Suzuki M, Hayakawa K, Nishimura K, Koide M, Tateishi S, Yamamoto E, Mukaihara S, Morikawa S
Department of Radiology, Kyoto City Hospital, Japan.
Radiat Med. 1999 Mar-Apr;17(2):121-4.
A total of 74 patients with intussusception were divided into two groups: 43 cases in 39 patients between April 1974 and June 1988 were treated under general anesthesia, and 39 cases in 35 patients between July 1988 and January 1994 were treated without it. We compared the success rates of barium reduction of intussusception in the two groups and used Fisher's exact probability test to assess whether they differed significantly.
The overall success rates with general anesthesia and without general anesthesia were 91% (39/43) and 95% (37/39), respectively. The use of general anesthesia did not significantly affect the success rate of barium reduction (p > 0.3).

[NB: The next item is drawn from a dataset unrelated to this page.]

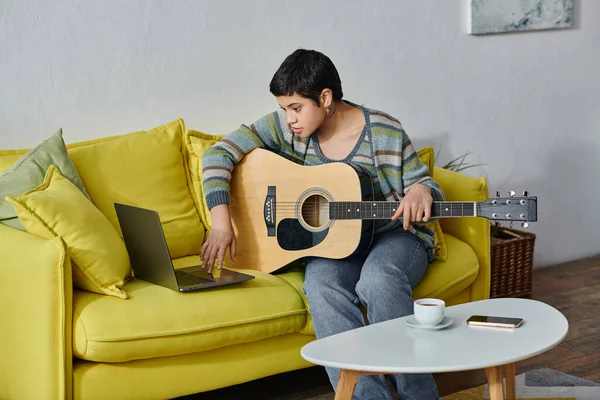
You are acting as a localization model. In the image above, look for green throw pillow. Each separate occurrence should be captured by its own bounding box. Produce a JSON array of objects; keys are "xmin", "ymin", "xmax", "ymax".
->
[{"xmin": 0, "ymin": 129, "xmax": 90, "ymax": 231}]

The use of general anesthesia for hydrostatic barium reduction of intussusception did not improve the success rate of this procedure. Therefore we recommend that, in view of its associated disadvantages, general anesthesia should not be used during this procedure.
总共74例肠套叠患者被分为两组:1974年4月至1988年6月期间,39例患者中的43例在全身麻醉下接受治疗;1988年7月至1994年1月期间,35例患者中的39例在无全身麻醉的情况下接受治疗。我们比较了两组肠套叠钡剂复位的成功率,并采用Fisher精确概率检验评估两组成功率是否存在显著差异。
全身麻醉组和无全身麻醉组的总体成功率分别为91%(39/43)和95%(37/39)。全身麻醉的使用对钡剂复位成功率没有显著影响(p>0.3)。
全身麻醉用于肠套叠的水压钡剂复位并未提高该操作的成功率。因此,鉴于其相关弊端,我们建议在该操作过程中不应使用全身麻醉。